# Lüfter klackert



## BadSanta92 (11. Oktober 2012)

*Lüfter klackert*

Mein Frontlüfter vom Gehäuse klackert beim Starten des PCs und nach einiger Zeit wird er immer leiser. 
Was kann man dagegen tun?
Mein PC ist nicht so leise wie gedacht... was kann ich noch daran ändern, würde vlt eine Lüftersteuerung helfen?

MfG


----------



## ct5010 (11. Oktober 2012)

*AW: Lüfter klackert*

Kannst du vielleicht die Lüfter im BIOS regeln?


----------



## BadSanta92 (11. Oktober 2012)

*AW: Lüfter klackert*

Muss ich mal schauen sobald ich zu Hause bin.


----------



## Shinchyko (11. Oktober 2012)

*AW: Lüfter klackert*

Also endweder wird der Lüfter mit zu wenig Strom/Umdrehungen betrieben oder aber das Kugellager ist etwas angedötscht. Vlt hilft sogar nen schuß öl? solch ein Problem hab ich auch bei meinem Heizlüfter seid einiger Zeit.
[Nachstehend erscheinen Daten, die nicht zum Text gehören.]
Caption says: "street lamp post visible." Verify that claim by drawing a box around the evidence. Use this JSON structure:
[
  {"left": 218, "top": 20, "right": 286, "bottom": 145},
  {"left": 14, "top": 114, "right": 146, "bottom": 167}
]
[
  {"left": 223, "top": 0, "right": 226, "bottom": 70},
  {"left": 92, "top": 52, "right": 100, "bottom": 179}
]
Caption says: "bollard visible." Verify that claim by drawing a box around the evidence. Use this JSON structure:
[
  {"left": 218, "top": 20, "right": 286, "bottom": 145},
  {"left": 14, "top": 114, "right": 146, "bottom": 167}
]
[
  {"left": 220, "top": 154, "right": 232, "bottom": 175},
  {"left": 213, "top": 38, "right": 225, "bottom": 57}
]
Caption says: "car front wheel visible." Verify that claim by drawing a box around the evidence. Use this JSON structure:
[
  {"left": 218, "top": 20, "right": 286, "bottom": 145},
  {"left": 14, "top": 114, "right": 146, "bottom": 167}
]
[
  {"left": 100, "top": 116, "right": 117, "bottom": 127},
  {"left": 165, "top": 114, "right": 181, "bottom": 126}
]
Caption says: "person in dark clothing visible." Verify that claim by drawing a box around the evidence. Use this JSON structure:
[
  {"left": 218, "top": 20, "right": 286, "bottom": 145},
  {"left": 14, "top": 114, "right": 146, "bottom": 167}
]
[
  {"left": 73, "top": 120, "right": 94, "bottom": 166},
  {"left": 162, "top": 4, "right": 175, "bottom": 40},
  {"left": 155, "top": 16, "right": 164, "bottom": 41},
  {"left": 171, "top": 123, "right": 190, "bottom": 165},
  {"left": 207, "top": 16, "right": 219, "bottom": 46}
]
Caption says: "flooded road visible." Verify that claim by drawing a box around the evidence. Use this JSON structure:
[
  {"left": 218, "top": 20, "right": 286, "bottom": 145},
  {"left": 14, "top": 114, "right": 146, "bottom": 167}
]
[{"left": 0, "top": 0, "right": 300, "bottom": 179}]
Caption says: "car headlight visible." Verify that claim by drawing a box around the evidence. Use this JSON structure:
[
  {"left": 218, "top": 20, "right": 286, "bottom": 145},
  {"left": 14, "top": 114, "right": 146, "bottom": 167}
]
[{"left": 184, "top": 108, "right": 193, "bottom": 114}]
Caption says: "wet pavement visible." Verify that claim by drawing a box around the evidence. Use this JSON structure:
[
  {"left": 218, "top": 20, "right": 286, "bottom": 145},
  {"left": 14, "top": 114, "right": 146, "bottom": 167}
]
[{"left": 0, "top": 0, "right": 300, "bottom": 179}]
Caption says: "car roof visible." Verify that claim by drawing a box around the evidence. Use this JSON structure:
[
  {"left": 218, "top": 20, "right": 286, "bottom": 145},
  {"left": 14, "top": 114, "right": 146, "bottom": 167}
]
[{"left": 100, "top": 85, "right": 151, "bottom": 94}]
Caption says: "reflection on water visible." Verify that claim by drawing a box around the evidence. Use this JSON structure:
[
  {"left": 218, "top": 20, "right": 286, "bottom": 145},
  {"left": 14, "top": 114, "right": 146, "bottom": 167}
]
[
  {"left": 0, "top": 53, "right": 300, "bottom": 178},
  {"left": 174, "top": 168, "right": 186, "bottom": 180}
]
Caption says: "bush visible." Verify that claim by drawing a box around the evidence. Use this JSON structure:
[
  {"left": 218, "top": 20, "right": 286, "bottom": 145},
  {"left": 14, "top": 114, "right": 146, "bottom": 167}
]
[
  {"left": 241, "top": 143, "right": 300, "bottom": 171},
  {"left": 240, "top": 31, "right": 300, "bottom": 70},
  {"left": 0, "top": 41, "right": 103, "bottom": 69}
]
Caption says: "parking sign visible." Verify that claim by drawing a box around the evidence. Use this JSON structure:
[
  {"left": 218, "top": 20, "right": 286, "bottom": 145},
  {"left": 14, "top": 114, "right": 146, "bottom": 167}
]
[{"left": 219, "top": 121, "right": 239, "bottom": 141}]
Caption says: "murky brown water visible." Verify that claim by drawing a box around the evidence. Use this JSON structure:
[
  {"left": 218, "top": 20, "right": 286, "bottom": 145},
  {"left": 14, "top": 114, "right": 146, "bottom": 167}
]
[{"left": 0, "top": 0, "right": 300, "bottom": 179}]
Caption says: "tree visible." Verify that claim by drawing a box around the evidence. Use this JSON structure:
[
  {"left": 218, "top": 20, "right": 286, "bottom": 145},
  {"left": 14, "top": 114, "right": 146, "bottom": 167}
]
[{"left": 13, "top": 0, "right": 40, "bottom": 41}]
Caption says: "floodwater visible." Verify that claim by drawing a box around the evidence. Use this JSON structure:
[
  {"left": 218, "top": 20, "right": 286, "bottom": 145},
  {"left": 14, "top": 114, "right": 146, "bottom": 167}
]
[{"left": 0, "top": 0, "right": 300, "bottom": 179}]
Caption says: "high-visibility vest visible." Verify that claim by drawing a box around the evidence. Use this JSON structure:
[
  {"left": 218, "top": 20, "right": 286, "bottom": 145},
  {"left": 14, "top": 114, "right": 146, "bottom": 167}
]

Ich gehe von Öl oder direkten defekt aus.


----------



## Gameover91 (11. Oktober 2012)

Ich hab das selbe Problem mit einem Bitfenix Spectre Pro gehabt, habe dann langzeit gewinde fett gekauft für 6euro eine 100gramm tube.
Habe das nach dieser Anleitung hier gemacht:

http://www.hardwareluxx.de/community/f136/lagerschleifen-schnell-und-einfach-beseitigen-826723.html

hat Super geholfen!
das fett ist dieses hier:
http://www.amazon.de/gp/aw/d/B00295CR0U/ref=mp_s_a_2?pi=SL75&qid=1349945954&sr=8-2

war ne arbeit von 10min!


----------



## ct5010 (11. Oktober 2012)

*AW: Lüfter klackert*

Kann man versuchen, extrem viel würde das aber denke ich nicht bringen.


----------



## bingo88 (11. Oktober 2012)

*AW: Lüfter klackert*

Das ist eine meiner Standardaktionen. Hat mir schon so manchen Lüfter wieder leise gemacht, funktioniert allerdings nicht immer! Aber bevor ich einen neuen Lüfter kaufen würde, würde ich das mal ausprobieren. Ist kein großer Aufwand. Als Schmiermittel geht auch Vaseline oder dieses Silikon-Öl aus Sprühdosen.


----------



## BadSanta92 (11. Oktober 2012)

*AW: Lüfter klackert*

Das Gehäuse ist noch relativ neu, gibt es da vlt. Garantie oder so auf den Lüfter ?


----------



## ct5010 (11. Oktober 2012)

*AW: Lüfter klackert*

Ja bestimmt, aber wenn der zu laut ist, kannst du damit eh nichts anfangen, ist also ein Versuch wert.


----------